It's amazing the things you find while you are looking for something else.    Yesterday I was restringing an antique doll and spied a missing S hook caught just inside the leg opening, wrapped in the old elastic cording. I dislodged the hook and out it came, bringing with it a confetti of tattered newsprint. The paper was brittle and brown and written in English. I checked the first few postage stamp sized scraps looking for a date, a city, some provenance for my dolly. There was a piece of a classified ad for a three bedroom home priced at $22,000 - how long as it been since a nice three bedroom house sold for 22K, in any city?




But there was more newspaper. Lots more. I was fairly certain the nineteenth century bisque doll was older than the newspaper and the paper was not original to her manufacture or used as filler for her composition body. Someone somewhere had put this folded newspaper inside the doll's body for safe keeping.

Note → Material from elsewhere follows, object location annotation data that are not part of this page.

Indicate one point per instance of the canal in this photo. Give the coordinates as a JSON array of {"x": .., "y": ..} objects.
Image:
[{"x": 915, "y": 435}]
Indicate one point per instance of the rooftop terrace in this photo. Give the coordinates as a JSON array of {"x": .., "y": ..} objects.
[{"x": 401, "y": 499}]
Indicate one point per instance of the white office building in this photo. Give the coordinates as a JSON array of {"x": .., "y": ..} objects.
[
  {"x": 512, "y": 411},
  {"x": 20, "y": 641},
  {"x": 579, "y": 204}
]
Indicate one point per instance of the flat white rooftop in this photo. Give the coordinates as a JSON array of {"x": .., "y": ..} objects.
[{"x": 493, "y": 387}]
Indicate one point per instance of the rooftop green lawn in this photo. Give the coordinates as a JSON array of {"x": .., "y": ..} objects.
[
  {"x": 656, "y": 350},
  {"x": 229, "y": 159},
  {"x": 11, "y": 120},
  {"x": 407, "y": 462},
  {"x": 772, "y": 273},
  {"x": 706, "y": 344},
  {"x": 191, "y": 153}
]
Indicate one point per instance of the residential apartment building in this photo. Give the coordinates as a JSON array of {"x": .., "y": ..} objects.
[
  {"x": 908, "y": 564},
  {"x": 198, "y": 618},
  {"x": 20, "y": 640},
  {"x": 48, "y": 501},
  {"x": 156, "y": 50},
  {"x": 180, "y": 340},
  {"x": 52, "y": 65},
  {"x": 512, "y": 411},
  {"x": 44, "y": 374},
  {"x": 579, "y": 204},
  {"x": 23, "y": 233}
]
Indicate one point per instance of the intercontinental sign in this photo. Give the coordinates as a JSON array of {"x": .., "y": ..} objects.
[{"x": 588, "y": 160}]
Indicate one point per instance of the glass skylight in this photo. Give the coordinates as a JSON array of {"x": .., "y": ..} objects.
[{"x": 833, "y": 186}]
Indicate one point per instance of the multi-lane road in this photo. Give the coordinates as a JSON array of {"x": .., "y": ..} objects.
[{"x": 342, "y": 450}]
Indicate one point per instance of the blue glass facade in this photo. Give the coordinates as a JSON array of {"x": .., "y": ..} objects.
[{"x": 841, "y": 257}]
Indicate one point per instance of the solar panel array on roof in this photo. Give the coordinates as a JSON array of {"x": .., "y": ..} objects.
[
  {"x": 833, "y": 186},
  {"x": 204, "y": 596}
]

Was it a birth or wedding announcement? Maybe it was recipe for brownies or a favorite poem? Or an article about the doll or her owner? Or was something else wrapped in the newsprint? Hmmm .....??? Stashing cash in odd places is not unheard of, particularly for those who lived through the Depression. My mother still keeps her spare coins in old socks in her purse, which by the way came as a big surprise to the thief who once tried to pry it off her arm. She swung that satchel like a bat and he was out for the count until police collected him off the sidewalk! And she can still recall finding $100 bills stuffed inside her father's beloved German clocks after his death. In my own adventures in goodwill hunting I found the "M" volume of a set of encyclopedias cut out in the center in the exact shape of a stack of bills. Very ingenious, I thought; "M" for "money".

Wow, maybe I had stumbled upon a case of someone who used "doll" as a memory clue for hidden "dollars.”

After 30 minutes of digging, I had retrieved a sizeable cache of tattered newsprint but no cash. No “dollars” for "doll" - no "M" for "moolah for Marie". But I had pieced together enough of the newspaper's banner and scraps of holiday advertisements to narrow the origin and season to Christmas in Asheville, North Carolina, but still no date.

Asheville is in the North Carolina mountains, about 100 miles west of us. So strangely enough our little dolly had returned to North Carolina but is still a mystery where she has been in the last 70-80 years. Like many of my dolls, she arrived on my doorstep swathed in bubble wrap and stuffed in a cardboard box. There was a Massachusetts postmark on the package but nary a hint or whisper of where she has been or who has loved her all these years.

Or why someone in Asheville North Carolina filled her belly with newsprint one Christmas so long ago. And I know, … I know what you are thinking, but no, in this case, it was not the little Christmas mouse settling down for a long winter’s nap.   Not this time – the doll is pristine.